Friday, June 22, 2007

Australia: Crack down on sexual abuse of Aboriginal children

Reuters:

Widespread sexual abuse of Aboriginal children is a national emergency, Prime Minister John Howard of Australia said Thursday as he announced sweeping measures to tighten controls over remote indigenous communities.

Howard said his government would ban alcohol in remote Aboriginal communities and impose strict new limits on welfare payments to try to ensure that Aboriginal children are safe from abuse and alcohol-related violence.

"This is a national emergency," Howard told Parliament. "We are dealing with a group of young Australians for whom the concept of childhood innocence has never been present. That is a sad and tragic event. Exceptional measures are required to deal with an exceptionally tragic situation."

Howard said the prohibitions would apply in the outback Northern Territory but urged state governments, over which he has less constitutional control, to match them across the entire country.
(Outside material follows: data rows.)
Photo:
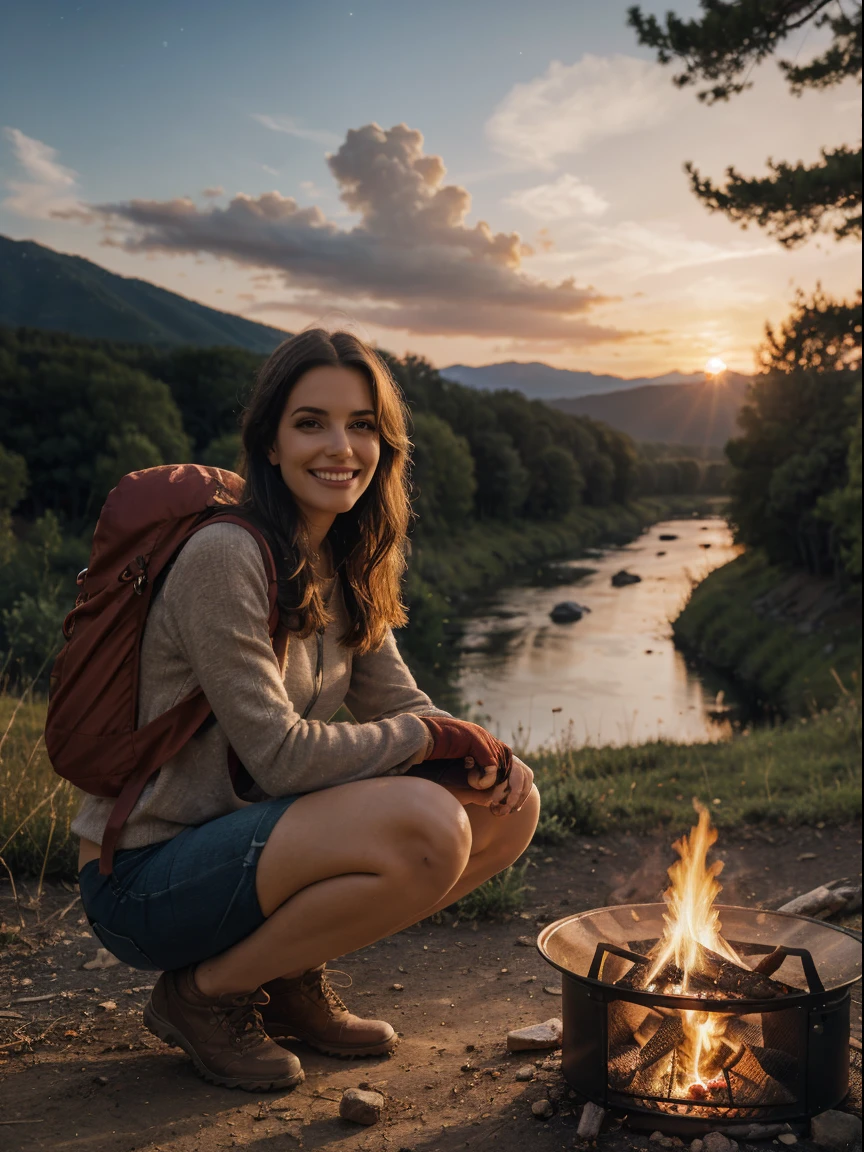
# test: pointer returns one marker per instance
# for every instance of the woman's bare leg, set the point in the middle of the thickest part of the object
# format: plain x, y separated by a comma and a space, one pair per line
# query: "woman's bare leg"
342, 868
497, 841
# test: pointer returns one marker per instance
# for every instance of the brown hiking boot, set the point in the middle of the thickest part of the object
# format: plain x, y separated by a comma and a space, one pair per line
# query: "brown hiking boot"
307, 1008
222, 1035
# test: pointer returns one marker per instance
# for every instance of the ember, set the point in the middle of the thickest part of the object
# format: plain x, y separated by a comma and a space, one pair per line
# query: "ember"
688, 1013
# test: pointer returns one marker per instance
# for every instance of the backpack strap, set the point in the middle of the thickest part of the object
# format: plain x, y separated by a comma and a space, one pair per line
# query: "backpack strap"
167, 734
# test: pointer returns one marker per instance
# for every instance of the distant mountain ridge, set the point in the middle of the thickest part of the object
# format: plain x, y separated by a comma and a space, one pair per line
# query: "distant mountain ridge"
704, 415
542, 381
42, 288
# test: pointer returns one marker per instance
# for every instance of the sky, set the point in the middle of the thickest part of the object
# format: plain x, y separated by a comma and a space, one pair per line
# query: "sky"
467, 180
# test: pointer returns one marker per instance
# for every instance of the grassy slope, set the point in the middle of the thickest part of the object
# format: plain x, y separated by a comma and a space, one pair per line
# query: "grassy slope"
796, 671
803, 772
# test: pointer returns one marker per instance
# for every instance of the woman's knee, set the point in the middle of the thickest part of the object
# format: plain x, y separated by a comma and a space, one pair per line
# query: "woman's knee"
433, 838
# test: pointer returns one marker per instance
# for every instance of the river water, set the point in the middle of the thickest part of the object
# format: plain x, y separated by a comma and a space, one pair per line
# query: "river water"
614, 676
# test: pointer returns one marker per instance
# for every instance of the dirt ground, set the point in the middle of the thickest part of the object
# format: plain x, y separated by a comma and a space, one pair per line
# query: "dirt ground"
78, 1070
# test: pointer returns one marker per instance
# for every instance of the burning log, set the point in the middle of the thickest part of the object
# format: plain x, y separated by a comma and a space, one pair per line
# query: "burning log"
750, 1083
623, 1065
722, 976
665, 1040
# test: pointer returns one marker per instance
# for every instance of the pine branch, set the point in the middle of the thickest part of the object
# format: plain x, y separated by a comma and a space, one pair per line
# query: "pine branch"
795, 201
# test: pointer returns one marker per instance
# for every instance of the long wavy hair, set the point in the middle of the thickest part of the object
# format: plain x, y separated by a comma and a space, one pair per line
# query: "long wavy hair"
369, 542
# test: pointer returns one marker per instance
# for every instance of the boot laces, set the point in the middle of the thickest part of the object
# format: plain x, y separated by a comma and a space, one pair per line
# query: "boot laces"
242, 1021
332, 998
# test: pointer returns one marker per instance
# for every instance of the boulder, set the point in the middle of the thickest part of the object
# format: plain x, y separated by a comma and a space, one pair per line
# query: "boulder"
568, 612
622, 578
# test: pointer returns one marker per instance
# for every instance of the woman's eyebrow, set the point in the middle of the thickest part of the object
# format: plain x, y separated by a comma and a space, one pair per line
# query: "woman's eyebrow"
323, 411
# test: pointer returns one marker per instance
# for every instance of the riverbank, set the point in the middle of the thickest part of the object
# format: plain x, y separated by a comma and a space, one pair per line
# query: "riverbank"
446, 575
793, 642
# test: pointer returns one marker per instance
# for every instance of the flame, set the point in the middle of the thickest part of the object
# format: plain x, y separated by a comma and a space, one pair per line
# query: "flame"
692, 923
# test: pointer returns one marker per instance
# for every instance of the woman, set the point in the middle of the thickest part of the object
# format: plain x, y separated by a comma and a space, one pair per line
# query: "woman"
239, 903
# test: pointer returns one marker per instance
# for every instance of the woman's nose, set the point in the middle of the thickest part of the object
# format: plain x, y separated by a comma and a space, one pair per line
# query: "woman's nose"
340, 444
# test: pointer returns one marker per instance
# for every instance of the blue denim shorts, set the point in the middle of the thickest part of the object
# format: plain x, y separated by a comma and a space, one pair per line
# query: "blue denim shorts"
182, 900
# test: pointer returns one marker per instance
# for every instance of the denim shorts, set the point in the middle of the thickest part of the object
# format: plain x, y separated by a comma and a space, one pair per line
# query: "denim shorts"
183, 900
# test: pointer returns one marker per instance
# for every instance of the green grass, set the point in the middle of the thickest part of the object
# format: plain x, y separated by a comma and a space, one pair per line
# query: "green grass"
806, 771
727, 624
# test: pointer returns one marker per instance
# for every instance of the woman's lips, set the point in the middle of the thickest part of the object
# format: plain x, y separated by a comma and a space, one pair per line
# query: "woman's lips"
335, 477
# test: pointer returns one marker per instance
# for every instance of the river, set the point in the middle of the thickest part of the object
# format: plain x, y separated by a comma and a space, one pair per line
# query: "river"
614, 676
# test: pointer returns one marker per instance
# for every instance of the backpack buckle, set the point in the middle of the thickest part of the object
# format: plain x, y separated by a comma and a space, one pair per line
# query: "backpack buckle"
137, 573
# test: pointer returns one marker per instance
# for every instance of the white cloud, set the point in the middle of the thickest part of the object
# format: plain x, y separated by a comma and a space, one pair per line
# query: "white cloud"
51, 190
573, 106
292, 127
411, 262
563, 198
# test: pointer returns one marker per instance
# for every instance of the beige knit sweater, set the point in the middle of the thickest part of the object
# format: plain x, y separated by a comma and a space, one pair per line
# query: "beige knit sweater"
207, 626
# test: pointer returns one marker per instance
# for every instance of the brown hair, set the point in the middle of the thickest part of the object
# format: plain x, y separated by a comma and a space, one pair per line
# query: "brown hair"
369, 542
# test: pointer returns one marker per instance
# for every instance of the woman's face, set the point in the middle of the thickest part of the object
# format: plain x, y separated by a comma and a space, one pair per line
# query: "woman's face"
327, 445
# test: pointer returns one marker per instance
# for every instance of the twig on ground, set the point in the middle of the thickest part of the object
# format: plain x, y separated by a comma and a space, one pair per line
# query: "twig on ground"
14, 892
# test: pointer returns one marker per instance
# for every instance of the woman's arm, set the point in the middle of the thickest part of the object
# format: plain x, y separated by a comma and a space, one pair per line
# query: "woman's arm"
217, 598
383, 687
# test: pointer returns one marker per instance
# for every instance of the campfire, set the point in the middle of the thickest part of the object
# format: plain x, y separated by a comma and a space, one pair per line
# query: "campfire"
689, 1013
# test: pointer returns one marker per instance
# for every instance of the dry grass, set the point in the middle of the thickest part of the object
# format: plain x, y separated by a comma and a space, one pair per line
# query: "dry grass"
36, 805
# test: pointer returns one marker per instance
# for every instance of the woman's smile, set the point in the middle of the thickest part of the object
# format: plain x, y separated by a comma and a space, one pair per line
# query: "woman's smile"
342, 477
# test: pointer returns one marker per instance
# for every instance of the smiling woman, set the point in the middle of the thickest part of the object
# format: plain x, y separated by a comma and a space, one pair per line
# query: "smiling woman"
274, 839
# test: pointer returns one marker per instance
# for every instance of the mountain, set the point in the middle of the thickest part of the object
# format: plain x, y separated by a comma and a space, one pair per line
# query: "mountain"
697, 414
542, 381
40, 288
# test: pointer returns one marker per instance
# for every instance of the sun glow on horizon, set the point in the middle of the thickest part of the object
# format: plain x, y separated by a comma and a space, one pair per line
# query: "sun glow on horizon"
714, 366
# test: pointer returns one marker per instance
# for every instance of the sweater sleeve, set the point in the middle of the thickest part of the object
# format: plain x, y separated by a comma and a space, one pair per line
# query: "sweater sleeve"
217, 598
383, 687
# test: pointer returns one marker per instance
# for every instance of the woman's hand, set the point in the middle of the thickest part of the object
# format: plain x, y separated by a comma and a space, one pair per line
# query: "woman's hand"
501, 798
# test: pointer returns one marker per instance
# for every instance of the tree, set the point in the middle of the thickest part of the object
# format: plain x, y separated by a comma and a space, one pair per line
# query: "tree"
444, 474
795, 449
721, 47
556, 484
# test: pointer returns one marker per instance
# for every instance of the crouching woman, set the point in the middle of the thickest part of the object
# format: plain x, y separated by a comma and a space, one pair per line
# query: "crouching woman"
348, 838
The intervention reversed a decade of allowing Aboriginal communities largely to govern themselves and comes a week after a new report found that child sexual abuse was widespread.

A "river of grog," or alcohol, was destroying indigenous society, according to the government-sanctioned report, "Little Children are Sacred."

It said sexual abuse by both black and white men of Aboriginal children, some as young as 3, often went unreported.

Aboriginal society is being destroyed by alcohol, which is the gravest threat to the safety of indigenous children in the outback Northern Territory, the report said. Alcohol often used as "a bartering tool" to procure children for sex, it said.

The 460,000 Aborigines make up about 2 percent of the 20 million Australians. They are consistently the most disadvantaged group, with far higher rates of unemployment, domestic violence and alcohol and drug abuse.

Alcohol causes the death of an Aborigine every 38 hours, with one in four of the deaths in the Northern Territory.

Howard said Thursday that his government would use its constitutional power to override Northern Territory laws.

Alcohol would be banned in Aboriginal communities for six months, while every Aboriginal child under the age of 16 would undergo a medical examination.

Extra police would be deployed and pornography outlawed, with computers searched for pornography.

At the same time, the government will demand that half of all welfare payments to parents in Aboriginal communities be spent on food and essential items, while school attendance will be linked to welfare support.